A five-year national study released by The National Center on Addiction and Substance Abuse at Columbia University said another 80 million people are risky substance users -- using tobacco, alcohol and other drugs in ways that threaten health and safety.
The report found 7-in-10 people with diseases like hypertension, major depression and diabetes receive treatment, but only about 1-in-10 people with addiction involving alcohol or other drugs receive treatment.
Of those who do receive treatment, most do not receive anything that approximates evidence-based care -- treatment based on the best research.

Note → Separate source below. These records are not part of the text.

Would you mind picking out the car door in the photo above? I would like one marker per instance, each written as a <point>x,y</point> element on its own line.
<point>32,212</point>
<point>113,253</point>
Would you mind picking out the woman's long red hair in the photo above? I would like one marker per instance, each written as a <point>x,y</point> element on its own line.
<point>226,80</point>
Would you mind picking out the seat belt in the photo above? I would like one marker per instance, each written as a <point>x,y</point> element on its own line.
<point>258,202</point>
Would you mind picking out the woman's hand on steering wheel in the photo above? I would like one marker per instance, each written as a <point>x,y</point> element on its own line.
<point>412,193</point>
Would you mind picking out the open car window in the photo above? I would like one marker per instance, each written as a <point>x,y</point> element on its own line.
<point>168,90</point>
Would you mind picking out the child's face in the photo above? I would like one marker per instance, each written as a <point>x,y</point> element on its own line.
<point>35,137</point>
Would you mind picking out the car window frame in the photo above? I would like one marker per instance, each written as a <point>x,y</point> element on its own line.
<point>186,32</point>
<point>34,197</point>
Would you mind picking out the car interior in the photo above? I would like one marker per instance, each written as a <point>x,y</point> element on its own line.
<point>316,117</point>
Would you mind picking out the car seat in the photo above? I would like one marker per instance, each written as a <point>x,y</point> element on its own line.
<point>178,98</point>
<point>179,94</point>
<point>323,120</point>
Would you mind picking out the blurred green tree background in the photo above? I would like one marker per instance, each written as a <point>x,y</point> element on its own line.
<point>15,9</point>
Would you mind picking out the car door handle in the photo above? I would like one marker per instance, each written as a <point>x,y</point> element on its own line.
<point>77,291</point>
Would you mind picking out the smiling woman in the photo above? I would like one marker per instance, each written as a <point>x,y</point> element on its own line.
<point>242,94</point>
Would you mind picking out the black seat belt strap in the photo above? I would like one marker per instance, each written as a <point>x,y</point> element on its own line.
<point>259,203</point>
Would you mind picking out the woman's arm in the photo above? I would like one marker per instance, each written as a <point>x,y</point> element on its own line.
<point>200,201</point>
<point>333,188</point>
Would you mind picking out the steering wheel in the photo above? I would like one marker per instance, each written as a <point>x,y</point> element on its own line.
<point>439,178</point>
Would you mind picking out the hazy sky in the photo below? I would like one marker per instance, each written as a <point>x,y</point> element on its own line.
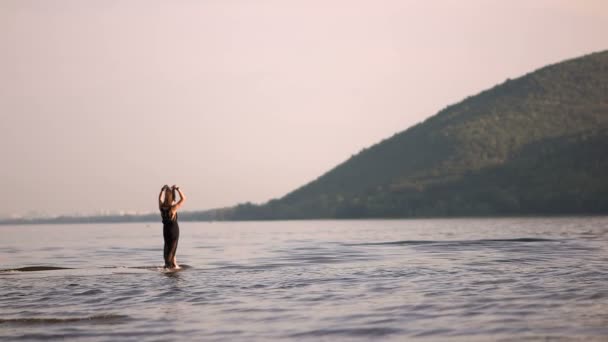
<point>103,102</point>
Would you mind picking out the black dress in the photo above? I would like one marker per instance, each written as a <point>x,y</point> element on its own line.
<point>171,235</point>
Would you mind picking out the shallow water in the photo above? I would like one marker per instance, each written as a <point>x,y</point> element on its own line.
<point>459,279</point>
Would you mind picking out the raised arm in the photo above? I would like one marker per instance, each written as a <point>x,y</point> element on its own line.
<point>182,198</point>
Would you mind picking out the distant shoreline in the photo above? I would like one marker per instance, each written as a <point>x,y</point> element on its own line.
<point>153,218</point>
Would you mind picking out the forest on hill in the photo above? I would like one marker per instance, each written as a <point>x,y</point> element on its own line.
<point>537,144</point>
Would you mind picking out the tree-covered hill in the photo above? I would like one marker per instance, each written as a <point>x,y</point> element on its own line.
<point>537,144</point>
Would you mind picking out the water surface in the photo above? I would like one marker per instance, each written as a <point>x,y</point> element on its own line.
<point>453,279</point>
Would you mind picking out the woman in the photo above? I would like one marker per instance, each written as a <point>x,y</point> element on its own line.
<point>168,213</point>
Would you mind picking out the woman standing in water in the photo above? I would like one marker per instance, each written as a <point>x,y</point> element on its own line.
<point>168,213</point>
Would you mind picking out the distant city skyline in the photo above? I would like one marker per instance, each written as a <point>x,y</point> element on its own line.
<point>103,102</point>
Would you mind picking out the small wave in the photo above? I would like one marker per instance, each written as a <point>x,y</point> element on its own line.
<point>353,332</point>
<point>35,269</point>
<point>98,319</point>
<point>459,242</point>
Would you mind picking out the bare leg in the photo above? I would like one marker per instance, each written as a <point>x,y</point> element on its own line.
<point>170,260</point>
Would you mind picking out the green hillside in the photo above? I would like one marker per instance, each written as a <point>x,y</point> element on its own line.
<point>537,144</point>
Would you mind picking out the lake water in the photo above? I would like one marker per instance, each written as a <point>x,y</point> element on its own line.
<point>453,279</point>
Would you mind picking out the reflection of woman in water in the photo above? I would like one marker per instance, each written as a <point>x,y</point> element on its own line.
<point>168,213</point>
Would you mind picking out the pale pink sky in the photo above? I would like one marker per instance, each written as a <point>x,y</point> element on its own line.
<point>102,102</point>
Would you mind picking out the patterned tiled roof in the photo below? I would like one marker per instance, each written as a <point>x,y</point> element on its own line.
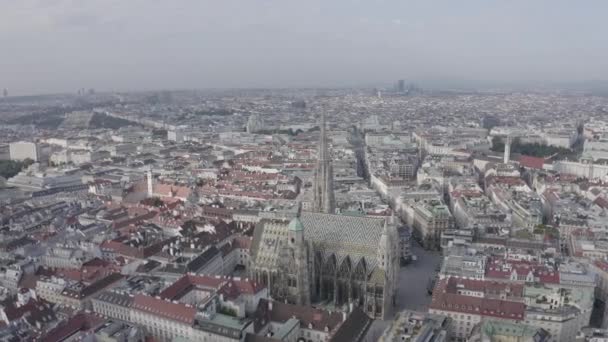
<point>344,235</point>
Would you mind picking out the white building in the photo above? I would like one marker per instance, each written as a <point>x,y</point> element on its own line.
<point>22,150</point>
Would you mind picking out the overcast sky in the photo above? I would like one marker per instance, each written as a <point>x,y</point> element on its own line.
<point>62,45</point>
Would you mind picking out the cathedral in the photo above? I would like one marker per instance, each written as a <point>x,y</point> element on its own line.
<point>328,259</point>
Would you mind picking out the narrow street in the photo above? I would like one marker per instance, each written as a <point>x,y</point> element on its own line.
<point>413,279</point>
<point>412,292</point>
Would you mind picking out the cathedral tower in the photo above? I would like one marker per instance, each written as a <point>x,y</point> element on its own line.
<point>298,246</point>
<point>323,178</point>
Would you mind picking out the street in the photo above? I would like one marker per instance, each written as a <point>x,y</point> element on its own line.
<point>411,293</point>
<point>413,279</point>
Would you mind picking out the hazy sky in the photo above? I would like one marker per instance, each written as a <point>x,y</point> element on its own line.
<point>62,45</point>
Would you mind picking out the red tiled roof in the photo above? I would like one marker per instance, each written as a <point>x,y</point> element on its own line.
<point>442,300</point>
<point>601,202</point>
<point>185,283</point>
<point>484,286</point>
<point>531,162</point>
<point>174,311</point>
<point>75,324</point>
<point>601,265</point>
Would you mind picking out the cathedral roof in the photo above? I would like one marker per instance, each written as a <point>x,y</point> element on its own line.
<point>342,230</point>
<point>296,225</point>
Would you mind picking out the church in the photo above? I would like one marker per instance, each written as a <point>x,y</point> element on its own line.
<point>325,258</point>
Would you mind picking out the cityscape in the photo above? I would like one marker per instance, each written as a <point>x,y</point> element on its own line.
<point>403,208</point>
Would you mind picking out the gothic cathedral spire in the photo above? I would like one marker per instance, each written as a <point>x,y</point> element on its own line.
<point>323,178</point>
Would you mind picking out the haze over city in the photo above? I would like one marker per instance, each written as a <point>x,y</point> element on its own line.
<point>62,45</point>
<point>303,171</point>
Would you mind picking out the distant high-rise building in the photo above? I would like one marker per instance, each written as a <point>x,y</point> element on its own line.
<point>324,200</point>
<point>401,86</point>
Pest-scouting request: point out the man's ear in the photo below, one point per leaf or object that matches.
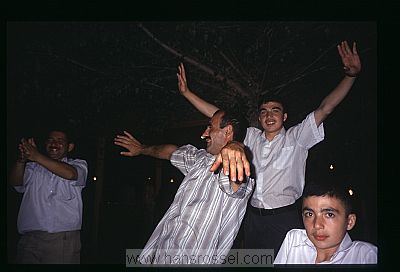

"This report shows that misconceptions about the disease of addiction are undermining medical care," Drew Altman, president of The Henry J. Kaiser Family Foundation, who chaired the report's National Advisory Commission, said in a statement. "The report finds that while doctors routinely screen for a broad range of health problems like high blood pressure or high cholesterol, they rarely screen for risky substance use or signs of addiction and instead treat a long list of health problems that result, including accidents, unintended pregnancies, heart disease, cancers and many other costly conditions without examining the root cause."
The report said physicians and other medical professionals receive little education in addiction science, prevention and treatment, Altman said.